Hi Natasha! Could you tell us a little more about FeastFairly? How did you come up with the initiative?

One day, after service, I sat down with one of our volunteers, a man named Richard Murray: he’s the founder of a company called Foodchain. Richard and I were talking about the different initiatives offered by the Refettorio Felix and I said I was desperate to find a way to bring the conversation we are having with chefs at the Refettorio, back into their restaurants and kitchens and to engage diners in a conversation about both hunger and food waste. There’s a lot of discussion about minimizing waste within restaurants, a lot of chefs who are already engaged with cooking dishes that use kitchen-made surplus. One of these chefs is Chantelle Nicholson. Her and Richard have been in communication for a really long time about this and their idea was to develop a way for chefs to get agricultural surplus. By buying from farmers something that previously had no value, farmers get more revenues and chefs have lower costs, so they can donate that sort of value that has been created out of nothing to organizations like Refettorio Felix that are fighting hunger. It’s like finding a money tree in the middle of the field.

In which way do you connect farmers to restaurants?

Foodchain is a commercial company, they use an online app to connect chefs to farmers and food producers. So, when Richard and I started talking, we discussed the possibility of asking restaurants to design a zero-waste menu item and to donate 1 pound off of that menu item to the Refettorio Felix. One pound is the minimum, but some places have decided that they actually want to give more.

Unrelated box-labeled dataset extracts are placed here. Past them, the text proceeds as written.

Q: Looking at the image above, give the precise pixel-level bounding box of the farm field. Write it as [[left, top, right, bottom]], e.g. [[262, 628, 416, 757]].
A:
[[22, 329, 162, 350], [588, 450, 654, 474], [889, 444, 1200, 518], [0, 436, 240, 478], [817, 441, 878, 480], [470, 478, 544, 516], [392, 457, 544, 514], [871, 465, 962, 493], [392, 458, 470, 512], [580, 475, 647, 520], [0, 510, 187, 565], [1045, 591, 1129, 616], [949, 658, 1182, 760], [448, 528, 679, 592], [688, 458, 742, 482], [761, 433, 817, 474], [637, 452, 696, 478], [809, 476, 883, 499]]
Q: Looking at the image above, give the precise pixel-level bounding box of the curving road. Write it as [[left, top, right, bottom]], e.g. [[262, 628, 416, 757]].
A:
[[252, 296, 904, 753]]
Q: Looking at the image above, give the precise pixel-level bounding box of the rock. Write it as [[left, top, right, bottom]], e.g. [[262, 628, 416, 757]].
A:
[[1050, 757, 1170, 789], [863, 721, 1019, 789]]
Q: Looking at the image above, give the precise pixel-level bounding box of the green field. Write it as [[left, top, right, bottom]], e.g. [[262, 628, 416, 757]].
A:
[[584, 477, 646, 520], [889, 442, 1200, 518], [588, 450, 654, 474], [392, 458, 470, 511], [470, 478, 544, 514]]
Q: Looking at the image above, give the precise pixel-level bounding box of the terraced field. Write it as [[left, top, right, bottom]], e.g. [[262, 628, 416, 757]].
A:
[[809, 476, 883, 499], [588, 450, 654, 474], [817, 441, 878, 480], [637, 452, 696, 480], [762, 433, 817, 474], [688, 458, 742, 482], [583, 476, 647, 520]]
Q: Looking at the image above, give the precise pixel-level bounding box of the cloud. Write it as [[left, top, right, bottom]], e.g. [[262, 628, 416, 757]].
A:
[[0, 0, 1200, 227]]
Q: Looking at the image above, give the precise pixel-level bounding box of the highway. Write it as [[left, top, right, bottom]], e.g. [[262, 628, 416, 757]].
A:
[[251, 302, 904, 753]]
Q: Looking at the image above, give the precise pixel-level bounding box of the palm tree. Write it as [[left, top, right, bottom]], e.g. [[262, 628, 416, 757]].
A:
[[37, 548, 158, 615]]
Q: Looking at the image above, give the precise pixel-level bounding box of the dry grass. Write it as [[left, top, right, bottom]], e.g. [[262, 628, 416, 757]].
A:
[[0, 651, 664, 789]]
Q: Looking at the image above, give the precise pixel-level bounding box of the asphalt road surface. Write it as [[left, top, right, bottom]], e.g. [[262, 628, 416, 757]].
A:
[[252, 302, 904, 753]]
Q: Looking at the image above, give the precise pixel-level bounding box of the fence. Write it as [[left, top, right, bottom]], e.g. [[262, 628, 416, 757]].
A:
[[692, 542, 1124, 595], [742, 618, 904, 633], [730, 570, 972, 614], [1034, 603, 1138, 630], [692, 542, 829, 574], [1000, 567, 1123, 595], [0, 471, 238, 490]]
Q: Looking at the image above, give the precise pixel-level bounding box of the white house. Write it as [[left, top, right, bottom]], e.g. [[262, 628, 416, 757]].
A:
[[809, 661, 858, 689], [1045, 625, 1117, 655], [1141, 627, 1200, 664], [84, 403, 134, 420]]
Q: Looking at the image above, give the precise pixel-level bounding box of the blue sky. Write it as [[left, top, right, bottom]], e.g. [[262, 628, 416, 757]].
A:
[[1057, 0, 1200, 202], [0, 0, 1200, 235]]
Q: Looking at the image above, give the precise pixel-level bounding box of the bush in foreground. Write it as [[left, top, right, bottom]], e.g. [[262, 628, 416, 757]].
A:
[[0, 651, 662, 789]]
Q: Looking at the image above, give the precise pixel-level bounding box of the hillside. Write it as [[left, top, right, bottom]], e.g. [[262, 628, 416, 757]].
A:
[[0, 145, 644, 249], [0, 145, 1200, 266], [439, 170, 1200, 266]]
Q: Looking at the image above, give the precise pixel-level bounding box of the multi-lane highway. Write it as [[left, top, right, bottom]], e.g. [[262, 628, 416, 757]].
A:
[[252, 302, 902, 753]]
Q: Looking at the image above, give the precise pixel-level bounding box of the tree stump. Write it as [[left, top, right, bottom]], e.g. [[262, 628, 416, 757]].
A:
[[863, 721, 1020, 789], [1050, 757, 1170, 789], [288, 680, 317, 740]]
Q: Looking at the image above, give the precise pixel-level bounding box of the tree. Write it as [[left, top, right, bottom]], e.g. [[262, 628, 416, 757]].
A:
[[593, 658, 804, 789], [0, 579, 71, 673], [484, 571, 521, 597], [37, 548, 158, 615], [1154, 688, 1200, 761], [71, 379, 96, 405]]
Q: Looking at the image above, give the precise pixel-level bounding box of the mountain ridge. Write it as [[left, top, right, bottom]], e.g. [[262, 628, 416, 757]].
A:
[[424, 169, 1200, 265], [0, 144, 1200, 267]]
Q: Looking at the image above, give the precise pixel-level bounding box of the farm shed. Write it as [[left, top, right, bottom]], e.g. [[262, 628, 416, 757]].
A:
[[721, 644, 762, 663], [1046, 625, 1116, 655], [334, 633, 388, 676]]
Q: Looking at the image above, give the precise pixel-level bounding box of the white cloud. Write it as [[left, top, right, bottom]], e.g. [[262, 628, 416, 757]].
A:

When did you launch the initiative?

We started talking to different restaurants and a chef named Douglas McMaster – who has the UK first zero-waste restaurant called Silo – came to the Refettorio and cooked an initial launch dinner on the 8th of April with Blair Hammond, co-chef at Silo. We invited chefs, food producers and different people in the industry. In May, we have about 20 restaurants that are participating in different ways, most of them have a dish on their menu that has a little note about FeastFairly. One restaurant called “The Good Egg Soho” is donating one pound off for every single table for the entire month. Other restaurants have already committed to joining the initiative in June. The idea of FeastFairly is that we are creating a more just food system for the farmers, for the chefs, for people in restaurants and, of course, for people who are experiencing hunger. They are all finding a way to use this food that previously had no value to make things more just.

This initiative is just in London or in the whole of the UK? 

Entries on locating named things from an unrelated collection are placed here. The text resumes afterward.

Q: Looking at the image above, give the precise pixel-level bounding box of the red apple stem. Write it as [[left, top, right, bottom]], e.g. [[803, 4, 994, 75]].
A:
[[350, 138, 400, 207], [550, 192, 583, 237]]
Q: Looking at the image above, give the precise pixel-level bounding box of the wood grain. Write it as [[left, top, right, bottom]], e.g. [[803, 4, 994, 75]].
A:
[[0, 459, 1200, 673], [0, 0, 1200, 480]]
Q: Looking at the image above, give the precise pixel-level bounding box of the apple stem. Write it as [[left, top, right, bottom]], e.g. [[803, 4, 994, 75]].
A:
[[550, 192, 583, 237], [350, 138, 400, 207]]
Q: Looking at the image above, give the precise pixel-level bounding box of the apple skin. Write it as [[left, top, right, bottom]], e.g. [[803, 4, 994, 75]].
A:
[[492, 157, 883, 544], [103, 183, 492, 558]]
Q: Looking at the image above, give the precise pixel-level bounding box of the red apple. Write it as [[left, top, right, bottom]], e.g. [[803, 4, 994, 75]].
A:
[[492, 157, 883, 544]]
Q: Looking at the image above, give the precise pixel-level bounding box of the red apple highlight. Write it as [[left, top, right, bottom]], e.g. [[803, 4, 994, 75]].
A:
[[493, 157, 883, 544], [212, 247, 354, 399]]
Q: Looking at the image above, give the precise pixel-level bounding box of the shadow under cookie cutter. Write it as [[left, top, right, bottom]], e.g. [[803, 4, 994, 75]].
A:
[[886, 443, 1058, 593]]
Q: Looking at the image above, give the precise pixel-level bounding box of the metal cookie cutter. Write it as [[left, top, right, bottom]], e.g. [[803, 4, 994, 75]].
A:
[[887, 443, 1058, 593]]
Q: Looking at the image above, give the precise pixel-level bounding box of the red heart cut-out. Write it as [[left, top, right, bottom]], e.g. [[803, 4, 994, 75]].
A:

It’s just in London for now but we definitely want to grow it to be in the rest of the UK. The idea would be for each city to benefit a charity that is fighting hunger locally. And we’d love to have a website that has different stories, and eventually also shared information about how to cook with underutilized ingredients.

What is offered to the restaurants are not only essential goods like fruit and vegetables but also “luxury ingredients” like oysters and spider crab. What were the expectations of the restaurants in this case? They certainly didn’t expect to get a box of oysters…

They basically ordered it, they see what’s available on the app and also through specific FeastFairly emails. Richard sends out a blast: farmers or food producers or fishermen will send him a text when they get an unusual product that they would normally have to throw away and say “would any of the FeastFairly chefs be interested in using this?” so they can order in advance.